A rich, savory, and intensely domestic aroma instantly exploded inside the sterile laboratory.

"Crab roe soup dumplings," Hunter grumbled while expertly tearing open the packaging. "Still from that shop on the back street. It was the very last steamer; I was squatting there in line at six in the morning. You have no idea—the way those elderly grandpas and grandmas were looking at me made me feel like some endangered species."

Silas finally turned his head completely.

The sunlight shifted angles just right, enveloping Hunter in an ethereal golden silhouette. The rising steam blurred the youth's bright eyes, which looked as though they were permanently flooded with enthusiasm.

As he reached out to open the bag for Silas, the sleeve he had loosely rolled up slipped down, exposing his left hand. The very hand that had taken a blade for Silas on that rainy night in Haicheng was now fully functional, his knuckles long and powerful. Yet, against that tan skin, the pale pink, crescent-shaped scar remained clearly visible.

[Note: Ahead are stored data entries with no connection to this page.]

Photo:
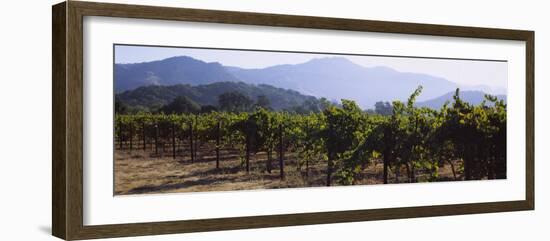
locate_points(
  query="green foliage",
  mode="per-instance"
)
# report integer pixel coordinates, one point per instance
(420, 140)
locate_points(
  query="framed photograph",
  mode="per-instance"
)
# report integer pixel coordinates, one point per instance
(171, 120)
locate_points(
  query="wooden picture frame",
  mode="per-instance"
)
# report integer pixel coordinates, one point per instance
(67, 77)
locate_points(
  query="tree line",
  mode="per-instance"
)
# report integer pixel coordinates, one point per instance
(469, 138)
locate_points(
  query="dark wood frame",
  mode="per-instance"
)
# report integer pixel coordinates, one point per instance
(67, 169)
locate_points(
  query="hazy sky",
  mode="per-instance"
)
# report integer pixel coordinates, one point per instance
(463, 72)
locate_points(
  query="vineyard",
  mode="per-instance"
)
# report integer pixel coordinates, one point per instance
(338, 145)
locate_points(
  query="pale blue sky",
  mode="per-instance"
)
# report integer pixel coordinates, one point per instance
(463, 72)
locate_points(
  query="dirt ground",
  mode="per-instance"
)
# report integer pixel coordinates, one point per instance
(139, 172)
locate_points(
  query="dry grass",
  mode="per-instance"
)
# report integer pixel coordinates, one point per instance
(140, 172)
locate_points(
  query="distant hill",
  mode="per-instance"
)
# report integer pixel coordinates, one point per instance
(334, 78)
(154, 96)
(171, 71)
(339, 78)
(472, 97)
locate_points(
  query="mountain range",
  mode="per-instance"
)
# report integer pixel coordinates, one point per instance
(334, 78)
(154, 96)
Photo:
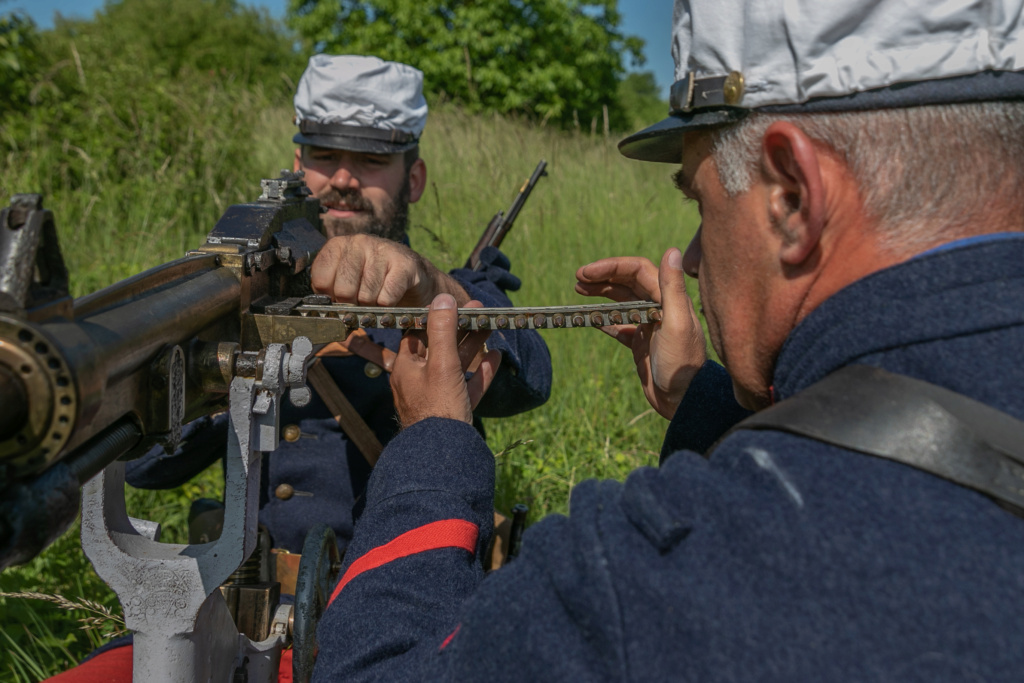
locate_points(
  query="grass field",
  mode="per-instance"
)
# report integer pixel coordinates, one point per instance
(593, 204)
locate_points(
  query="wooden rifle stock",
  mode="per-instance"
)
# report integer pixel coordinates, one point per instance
(502, 222)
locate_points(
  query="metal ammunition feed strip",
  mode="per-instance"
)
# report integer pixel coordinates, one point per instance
(323, 322)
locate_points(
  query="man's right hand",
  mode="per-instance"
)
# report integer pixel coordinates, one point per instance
(669, 353)
(373, 271)
(429, 377)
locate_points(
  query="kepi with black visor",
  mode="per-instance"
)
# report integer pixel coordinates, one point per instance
(359, 103)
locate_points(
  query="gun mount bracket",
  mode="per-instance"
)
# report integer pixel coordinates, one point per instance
(49, 394)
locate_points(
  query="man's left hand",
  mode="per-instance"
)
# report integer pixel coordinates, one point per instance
(429, 377)
(373, 271)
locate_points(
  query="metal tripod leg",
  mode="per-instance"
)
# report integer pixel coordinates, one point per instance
(169, 592)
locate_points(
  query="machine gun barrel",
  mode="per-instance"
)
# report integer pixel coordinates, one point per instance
(83, 383)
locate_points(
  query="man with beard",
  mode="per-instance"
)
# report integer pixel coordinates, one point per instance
(857, 166)
(359, 122)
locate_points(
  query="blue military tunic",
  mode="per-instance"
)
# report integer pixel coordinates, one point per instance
(322, 475)
(779, 558)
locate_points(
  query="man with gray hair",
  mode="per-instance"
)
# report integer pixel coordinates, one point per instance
(842, 500)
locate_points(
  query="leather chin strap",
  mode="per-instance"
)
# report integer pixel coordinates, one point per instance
(870, 411)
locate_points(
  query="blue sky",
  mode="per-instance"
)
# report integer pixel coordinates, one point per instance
(651, 19)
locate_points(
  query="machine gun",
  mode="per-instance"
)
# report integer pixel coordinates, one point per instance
(88, 383)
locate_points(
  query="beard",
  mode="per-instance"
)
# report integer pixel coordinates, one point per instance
(390, 222)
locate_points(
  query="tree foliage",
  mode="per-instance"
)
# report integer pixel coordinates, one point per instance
(552, 59)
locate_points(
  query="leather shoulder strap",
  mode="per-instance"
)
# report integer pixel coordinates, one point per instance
(915, 423)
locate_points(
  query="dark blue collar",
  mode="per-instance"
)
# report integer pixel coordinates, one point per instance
(949, 292)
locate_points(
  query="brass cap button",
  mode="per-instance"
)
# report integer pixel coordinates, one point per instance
(732, 89)
(291, 433)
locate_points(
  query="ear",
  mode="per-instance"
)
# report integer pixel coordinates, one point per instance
(417, 180)
(797, 190)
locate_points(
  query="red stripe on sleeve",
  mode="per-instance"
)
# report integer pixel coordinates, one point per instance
(443, 534)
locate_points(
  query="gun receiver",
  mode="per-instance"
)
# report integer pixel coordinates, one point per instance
(500, 225)
(85, 383)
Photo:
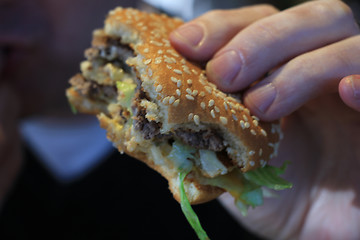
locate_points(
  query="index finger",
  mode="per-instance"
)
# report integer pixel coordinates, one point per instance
(200, 38)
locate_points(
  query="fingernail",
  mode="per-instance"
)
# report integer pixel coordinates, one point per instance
(224, 68)
(355, 85)
(190, 34)
(263, 96)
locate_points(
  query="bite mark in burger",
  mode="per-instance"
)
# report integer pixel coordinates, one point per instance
(160, 108)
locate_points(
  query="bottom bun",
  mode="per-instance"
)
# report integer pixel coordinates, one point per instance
(196, 192)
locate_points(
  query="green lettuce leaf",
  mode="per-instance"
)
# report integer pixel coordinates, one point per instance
(187, 209)
(126, 93)
(180, 155)
(268, 176)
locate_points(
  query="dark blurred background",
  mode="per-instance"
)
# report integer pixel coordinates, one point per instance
(117, 198)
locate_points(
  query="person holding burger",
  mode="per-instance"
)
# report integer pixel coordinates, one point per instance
(300, 64)
(306, 58)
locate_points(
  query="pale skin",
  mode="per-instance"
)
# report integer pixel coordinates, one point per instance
(306, 60)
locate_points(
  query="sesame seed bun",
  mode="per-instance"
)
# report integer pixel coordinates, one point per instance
(178, 98)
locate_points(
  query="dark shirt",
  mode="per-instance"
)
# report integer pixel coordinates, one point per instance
(120, 199)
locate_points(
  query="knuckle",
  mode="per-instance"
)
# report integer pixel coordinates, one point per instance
(333, 8)
(215, 14)
(268, 9)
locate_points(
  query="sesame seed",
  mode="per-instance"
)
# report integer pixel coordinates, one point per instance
(190, 116)
(262, 162)
(158, 88)
(223, 120)
(176, 103)
(251, 153)
(211, 103)
(172, 52)
(174, 79)
(178, 71)
(197, 119)
(186, 69)
(208, 89)
(166, 100)
(171, 100)
(263, 132)
(225, 106)
(189, 97)
(242, 124)
(168, 60)
(156, 43)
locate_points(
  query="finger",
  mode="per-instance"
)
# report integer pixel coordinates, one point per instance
(304, 78)
(278, 38)
(349, 90)
(201, 38)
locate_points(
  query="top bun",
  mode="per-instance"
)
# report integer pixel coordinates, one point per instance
(185, 97)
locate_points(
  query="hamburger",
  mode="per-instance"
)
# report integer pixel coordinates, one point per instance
(160, 108)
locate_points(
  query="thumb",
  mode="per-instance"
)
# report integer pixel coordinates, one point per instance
(349, 90)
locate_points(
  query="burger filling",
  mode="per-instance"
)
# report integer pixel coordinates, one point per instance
(108, 80)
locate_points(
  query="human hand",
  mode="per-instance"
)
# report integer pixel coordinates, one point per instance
(305, 58)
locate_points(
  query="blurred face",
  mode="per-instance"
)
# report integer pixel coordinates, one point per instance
(41, 45)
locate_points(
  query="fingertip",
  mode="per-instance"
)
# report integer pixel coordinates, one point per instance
(187, 39)
(349, 90)
(224, 70)
(260, 100)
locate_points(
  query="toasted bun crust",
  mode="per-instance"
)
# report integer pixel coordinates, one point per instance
(183, 97)
(195, 192)
(183, 91)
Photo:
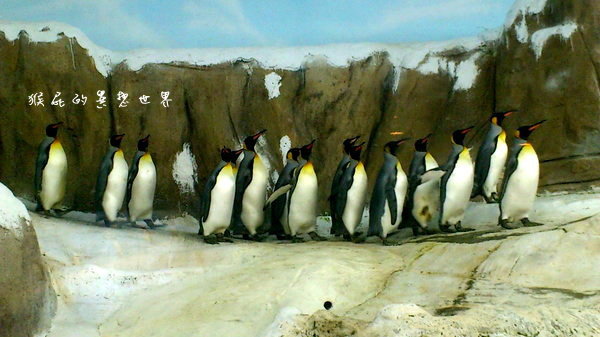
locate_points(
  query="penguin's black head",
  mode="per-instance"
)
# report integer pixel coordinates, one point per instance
(525, 131)
(458, 136)
(52, 129)
(115, 140)
(143, 144)
(421, 144)
(498, 117)
(293, 153)
(355, 151)
(306, 150)
(349, 143)
(392, 147)
(250, 141)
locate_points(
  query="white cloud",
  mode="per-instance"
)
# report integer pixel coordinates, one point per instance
(223, 17)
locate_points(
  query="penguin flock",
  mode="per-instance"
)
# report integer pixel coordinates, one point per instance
(234, 200)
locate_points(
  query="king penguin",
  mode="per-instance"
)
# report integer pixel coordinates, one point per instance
(387, 199)
(217, 198)
(279, 211)
(250, 190)
(456, 184)
(337, 228)
(50, 171)
(111, 184)
(350, 195)
(141, 184)
(422, 161)
(521, 180)
(491, 159)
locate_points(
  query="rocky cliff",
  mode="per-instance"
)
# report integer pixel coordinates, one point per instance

It was the medal of a time he had risked his life for Silas, and a promise of a love chosen in absolute clarity and reason.

"Sit down and eat."

Hunter pulled over a swivel chair that originally belonged to a teaching assistant, gave the seat a careless pat, and looked up at Silas with a beaming smile. "Professor Shen, rule number one of the laboratory: the body is the capital of scientific research. Eat before you write. I'll keep you company."

Silas looked at the white steam billowing from the soup dumpling, then glanced back at the whiteboard covered in a lifetime's layout. He remained silent for two full seconds before finally laying down the marker—the very symbol of his rationality—under Hunter's burning gaze, and slowly sat down.

He picked up a dumpling with his chopsticks. Its skin was as thin as paper, making the soup inside faintly visible.

The flavor was identical to the breakfast in that Haicheng hotel two months ago. Yet, Silas felt that something was distinctly different now.

Back then, they were separated by a haze of life and death, and by his own resistance toward his instinct as an Omega. But this time, they were not in a displaced, foreign land, nor were they in a hotel suite fraught with calculated testing. They were in this laboratory—a place that belonged to the two of them, where they would strive together for the rest of their lives.

The morning light grew increasingly bright and concentrated.

Silas ate in a slow, disciplined manner, while Hunter sat directly opposite him, resting his chin on both hands, staring at him without blinking for a single second.

"Professor, is it sweet?"

Silas dabbed away a stray drop of soup from the corner of his mouth and lowered his lashes. "Crab roe is savory."

"Liar," Hunter pouted, a sly fire dancing in his eyes. "Then how come I smell nothing but sweetness in the air of this lab?"

Silas did not argue.

He merely used the interval of lowering his head to drink water to steal a glance at the wedding bouquet resting on the windowsill. And in a corner out of his line of sight, Hunter was quietly reaching his hand toward the marker Silas had just held, his eyes flashing with a dark gleam of "possession."